‘Ugly Americans’

Published January 13, 2021
Mahir Ali
Mahir Ali

THE Ugly American is the title of a 1958 novel by William Lederer and Eugene Burdick. It is a lightly fictionalised account of US diplomatic failures in Southeast Asia that became a runaway bestseller and was distributed among his colleagues by a young senator by the name of John F. Kennedy.

The title refers not to the diplomatic corps but to an engineer who lived among the locals and understood why they were attracted to communism; it nonetheless rapidly became a byword for American arrogance abroad. The novel was set in a country called Sarkhan, which was assumed to represent Vietnam — well before it turned into a full-fledged disaster, partly thanks to precisely the kinds of bluster and betrayals portrayed in the book.

It is claimed that The Ugly American played a key role in persuading Kennedy, as president, to launch the Peace Corps. The book was turned into a worthy (but unsuccessful) film starring Marlon Brando the same year that JFK was assassinated. Within days of the murder, Malcolm X, defying an order from the Nation of Islam hierarchy to make no comment about the tragedy, called it out as an instance of “chickens coming home to roost”.
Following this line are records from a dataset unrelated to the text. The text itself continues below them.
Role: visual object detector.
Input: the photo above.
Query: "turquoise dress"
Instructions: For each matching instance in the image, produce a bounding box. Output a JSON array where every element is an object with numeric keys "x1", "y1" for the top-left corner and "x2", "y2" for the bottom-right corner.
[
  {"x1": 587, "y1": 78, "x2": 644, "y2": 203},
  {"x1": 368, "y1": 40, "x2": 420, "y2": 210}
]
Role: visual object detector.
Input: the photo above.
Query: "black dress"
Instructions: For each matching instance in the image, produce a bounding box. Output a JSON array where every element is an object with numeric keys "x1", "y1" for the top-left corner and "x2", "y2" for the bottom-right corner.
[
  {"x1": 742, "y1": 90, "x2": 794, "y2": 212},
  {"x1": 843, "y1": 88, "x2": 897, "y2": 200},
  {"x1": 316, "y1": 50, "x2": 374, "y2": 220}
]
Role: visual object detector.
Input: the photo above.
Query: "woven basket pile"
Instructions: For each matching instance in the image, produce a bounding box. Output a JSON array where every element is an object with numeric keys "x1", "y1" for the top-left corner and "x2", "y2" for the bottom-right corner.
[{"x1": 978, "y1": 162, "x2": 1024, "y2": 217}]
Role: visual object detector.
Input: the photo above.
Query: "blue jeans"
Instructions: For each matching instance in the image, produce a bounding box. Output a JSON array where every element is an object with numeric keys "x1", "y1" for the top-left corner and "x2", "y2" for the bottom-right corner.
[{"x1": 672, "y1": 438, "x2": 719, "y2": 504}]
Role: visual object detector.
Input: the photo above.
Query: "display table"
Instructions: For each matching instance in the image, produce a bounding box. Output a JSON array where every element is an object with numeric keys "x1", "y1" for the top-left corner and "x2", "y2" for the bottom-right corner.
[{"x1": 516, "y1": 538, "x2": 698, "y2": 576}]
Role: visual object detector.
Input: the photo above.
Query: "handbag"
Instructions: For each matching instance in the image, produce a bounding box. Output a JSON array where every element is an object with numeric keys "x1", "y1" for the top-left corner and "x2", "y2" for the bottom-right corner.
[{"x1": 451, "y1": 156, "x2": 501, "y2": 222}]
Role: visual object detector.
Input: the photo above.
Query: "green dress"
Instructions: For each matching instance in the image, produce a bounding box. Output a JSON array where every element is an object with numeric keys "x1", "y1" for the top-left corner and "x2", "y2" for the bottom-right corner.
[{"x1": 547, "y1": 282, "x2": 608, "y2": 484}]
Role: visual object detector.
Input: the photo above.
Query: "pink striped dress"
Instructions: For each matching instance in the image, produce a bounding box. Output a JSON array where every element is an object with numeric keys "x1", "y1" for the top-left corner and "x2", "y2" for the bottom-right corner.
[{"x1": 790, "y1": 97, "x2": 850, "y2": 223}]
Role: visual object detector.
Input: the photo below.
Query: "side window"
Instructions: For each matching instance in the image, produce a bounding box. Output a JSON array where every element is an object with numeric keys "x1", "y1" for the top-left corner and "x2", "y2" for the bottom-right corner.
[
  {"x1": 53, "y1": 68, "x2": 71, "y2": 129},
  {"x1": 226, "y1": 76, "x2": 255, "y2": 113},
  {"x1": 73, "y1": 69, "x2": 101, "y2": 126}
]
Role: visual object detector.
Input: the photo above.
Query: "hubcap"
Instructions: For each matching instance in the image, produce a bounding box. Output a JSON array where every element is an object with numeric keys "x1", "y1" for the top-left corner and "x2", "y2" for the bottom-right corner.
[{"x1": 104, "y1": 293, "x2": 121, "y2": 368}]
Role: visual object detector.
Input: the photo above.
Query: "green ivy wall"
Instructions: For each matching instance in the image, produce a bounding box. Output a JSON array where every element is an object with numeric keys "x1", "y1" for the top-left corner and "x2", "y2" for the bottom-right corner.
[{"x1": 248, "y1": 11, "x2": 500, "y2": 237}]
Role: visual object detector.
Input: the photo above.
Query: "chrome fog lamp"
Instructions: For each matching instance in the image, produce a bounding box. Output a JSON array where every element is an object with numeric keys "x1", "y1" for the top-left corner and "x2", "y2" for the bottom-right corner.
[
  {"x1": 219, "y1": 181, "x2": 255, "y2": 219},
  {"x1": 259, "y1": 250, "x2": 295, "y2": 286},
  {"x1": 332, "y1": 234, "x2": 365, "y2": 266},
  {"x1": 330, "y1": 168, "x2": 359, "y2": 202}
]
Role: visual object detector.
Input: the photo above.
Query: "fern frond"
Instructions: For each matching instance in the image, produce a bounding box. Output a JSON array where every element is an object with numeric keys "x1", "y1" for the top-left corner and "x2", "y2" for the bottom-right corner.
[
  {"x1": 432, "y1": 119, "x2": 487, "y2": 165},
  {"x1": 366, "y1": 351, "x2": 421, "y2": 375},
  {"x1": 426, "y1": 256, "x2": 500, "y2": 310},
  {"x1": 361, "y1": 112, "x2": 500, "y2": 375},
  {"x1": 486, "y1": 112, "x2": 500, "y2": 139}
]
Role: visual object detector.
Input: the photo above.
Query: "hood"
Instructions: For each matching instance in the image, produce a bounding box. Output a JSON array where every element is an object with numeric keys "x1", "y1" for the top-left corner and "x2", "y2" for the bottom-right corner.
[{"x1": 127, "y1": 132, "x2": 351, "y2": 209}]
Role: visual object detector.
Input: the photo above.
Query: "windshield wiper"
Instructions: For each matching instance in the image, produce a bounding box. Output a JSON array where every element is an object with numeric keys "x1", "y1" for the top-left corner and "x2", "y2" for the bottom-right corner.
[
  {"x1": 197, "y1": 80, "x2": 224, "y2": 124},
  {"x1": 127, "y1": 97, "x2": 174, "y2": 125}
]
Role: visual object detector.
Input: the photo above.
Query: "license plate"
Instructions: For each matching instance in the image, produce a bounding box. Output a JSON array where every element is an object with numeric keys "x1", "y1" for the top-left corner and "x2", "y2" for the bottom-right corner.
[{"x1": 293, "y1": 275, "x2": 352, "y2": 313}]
I was reminded of that remark when I came across one of the jokes doing the rounds in the wake of last week’s antics at the Capitol in Washington, which said that in view of current travel restrictions, the US had been obliged to attempt a domestic coup.

The Capitol crisis was just part of a trend.

And yes, it’s not hard to imagine the glee among many of those who have been loudly decrying the invasion of the hallowed chambers of Congress in Washington had similar events unfolded, for instance, at the Venezuelan national assembly in Caracas.

There have, inevitably, been plenty of wisecracks since last Wednesday’s events, but they have been drowned out by the relentless self-righteous hyperbole about coups, insurrections, sedition and domestic terrorism, capped by the disclaimer that “this is not us”.

Whether or not any of the other descriptions hold much water, ‘this’ is undoubtedly a large part of who you are. Sure, the mob inspired, instigated and unleashed by Donald Trumpelstiltskin was seeking to thwart democratic processes. But since when has it been un-American to do so?

The long list of postwar US interventions, military or otherwise, in every part of the world suggests that murder and mayhem in the interests of subverting the popular will is as American as apple pie. But there’s no dearth of domestic precedents either, even though they have invariably taken different shape.

The 19th-century American Civil War and its aftermath have repeatedly been cited in comments over the past week, and not without cause. The sight of a Confederate flag fluttering for the first time in the Capitol justifiably stirred up some angst. (Incidentally, there were also Israeli and Indian flags — at least one each — seen among the congregation, while one of the Capitol invaders was dressed in a hoodie that bore the legend ‘Camp Auschwitz’.)

But it’s hardy a secret that the Confederate cause has remained a part of American politics ever since a very different Republican Party’s attempted Reconstruction shuddered to a halt a dozen or so years after the Union triumphed in the Civil War. Liberated slaves and their descendants were effectively excluded from the electoral process — and frequently from civic life — for the next 100 years.

There was a similar, albeit more subtle, backlash after the civil rights movement scored some legislative successes in the 1960s. Particularly in the southern states, varying levels of voter suppression have been the norm in recent decades. Which makes it all the more remarkable that Georgia has been wrested from the Republican grasp in this month’s senatorial run-offs, albeit by narrow margins.

The two new seats mean the Senate will be equally divided between Republicans and Democrats, with incoming vice president Kamala Harris’s casting vote giving the Biden administration a potential majority. Hurrah? It has been suggested Joe Biden would rather have done without the extra pressure to act on any number of fronts that a congressional majority brings.

The early days after next Wednesday’s inauguration may be overshadowed by Trump’s trial in the Senate, once his second impeachment — a proud record, no doubt — proceeds through the house. Beyond that there’s a period as grey as Biden’s hair, and although the incoming administration will likely be far less incompetent than the outgoing one, it would be too optimistic to expect the healing touch that America requires, let alone the kind of salvation that would repair the damage that Trump has thrived on, wreaked almost without a break since the Reagan era.

The dystopian nightmare may noticeably recede with Tantrump’s exit, but it’s unlikely to disappear. Not least because, to paraphrase the sudden social media pariah, there are very ugly Americans on both sides of the overwrought (and overestimated) partisan divide.